Добавить в цитаты Настройки чтения

Страница 23 из 35



Действие второе. Хмурое утро.

(1927–1938)

Первый расстрел Кацнельсон провёл образцово, но запомнился он плохо. Расстреливали на улице, точнее, в аллее парка, в центре Петрограда. Кацнельсон начал торжественно-протяжно:

— За смерть Марата революции товарища Моисея Урицкого…

И коротко, как удар хлыста:

— …По сволочам пли!

Раздался сухой треск выстрелов. Люди со связанными руками снопами стали валиться на землю.

Кацнельсон даже не ожидал, что так просто и торжественно выйдет. Главное, он боялся, что не получится, сорвётся голос. Но всё прошло, как на выпускном экзамене. Звонко, напряжённо-собранно, почти весело.

Но этот расстрел Кацнельсон за расстрел не считал. Первым НАСТОЯЩИМ расстрелом был второй — осенью 1918-го. Кацнельсон расстреливал сам. В сырой тёплый подвал, находившийся рядом с котельной, он повёл полковника-гвардейца. Полковник шёл впереди, совершенно голый. На его плече виднелся шрам от давнего сабельного удара. Кацнельсон посмотрел на округлый и мощный полковничий зад. Зад был молочно-белый, до него хотелось дотронуться. Член Кацнельсона напрягся. Кацнельсон поднял наган и выстрелил полковнику в крестец. Он упал плашмя на спину и стал биться сильным туловищем о цементный пол, как рыба об лёд. Надо было выстрелить ещё, но Кацнельсон больше не мог. Сладкая истома охватила его тело, и Кацнельсон вдруг почувствовал, что вот сейчас вот, сейчас… Ах, хорошо… Ласковая, пьянящая муть ударила в мозг. Через минуту от ума отошло, он выстрелил полковнику в живот, потом в голову, грудь, снова в живот.
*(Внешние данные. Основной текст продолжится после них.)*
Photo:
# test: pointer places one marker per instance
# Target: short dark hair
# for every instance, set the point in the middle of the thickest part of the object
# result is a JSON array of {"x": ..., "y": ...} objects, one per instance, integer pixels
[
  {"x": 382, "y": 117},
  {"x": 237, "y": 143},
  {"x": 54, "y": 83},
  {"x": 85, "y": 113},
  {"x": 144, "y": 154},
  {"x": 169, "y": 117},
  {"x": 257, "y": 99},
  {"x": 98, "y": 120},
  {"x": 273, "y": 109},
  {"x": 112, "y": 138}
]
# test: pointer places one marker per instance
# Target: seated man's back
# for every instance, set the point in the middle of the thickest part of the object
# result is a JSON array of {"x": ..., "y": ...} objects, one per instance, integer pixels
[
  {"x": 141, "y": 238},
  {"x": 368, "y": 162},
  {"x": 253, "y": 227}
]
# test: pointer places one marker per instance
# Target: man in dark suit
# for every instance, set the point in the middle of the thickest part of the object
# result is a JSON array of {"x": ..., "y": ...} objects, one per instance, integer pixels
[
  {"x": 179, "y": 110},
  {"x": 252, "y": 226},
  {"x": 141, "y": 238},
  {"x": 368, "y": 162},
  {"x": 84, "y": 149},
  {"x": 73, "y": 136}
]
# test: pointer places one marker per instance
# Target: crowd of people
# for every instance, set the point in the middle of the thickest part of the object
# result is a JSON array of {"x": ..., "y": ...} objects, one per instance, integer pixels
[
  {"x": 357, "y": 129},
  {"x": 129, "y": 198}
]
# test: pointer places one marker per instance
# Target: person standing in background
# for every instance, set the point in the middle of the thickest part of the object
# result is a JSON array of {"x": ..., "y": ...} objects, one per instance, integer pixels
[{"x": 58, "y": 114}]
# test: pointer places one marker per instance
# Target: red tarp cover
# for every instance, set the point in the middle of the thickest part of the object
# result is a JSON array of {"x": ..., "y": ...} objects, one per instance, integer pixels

Кацнельсон полюбил ходить на расстрелы. Расстреливал всегда один, потом долго мылся в душе. Когда он закрывал глаза под тёплыми струями воды, ему вспоминалось далёкое лето, большой вишнёвый сад, грозовое небо… и Тина Таубе, сестра одноклассника, которую он любил. Он признался в любви, тогда, в саду, а она ничего не ответила, а только вытащила из кармашка зеркало, молча поднесла к его глазам и убежала. А он сидел на мокрой траве, вспоминал её губы, пунцово-красные от вишни, и плакал.

Больше всего он любил расстреливать высоких сильных мужчин 35–45 лет. В отделе это знали и подбирали "контингент для товарища Кацнельсона" специально. Кацнельсон, единственный из следователей, регулярно участвовал в расстрелах. А из палачей он один не употреблял кокаин, да и спирт пил редко. В 1921 году отдел расформировали, палачи-кокаинисты куда-то исчезли, а Кацнельсону предложили на выбор должность в берлинском торгпредстве или учёбу в комакадемии.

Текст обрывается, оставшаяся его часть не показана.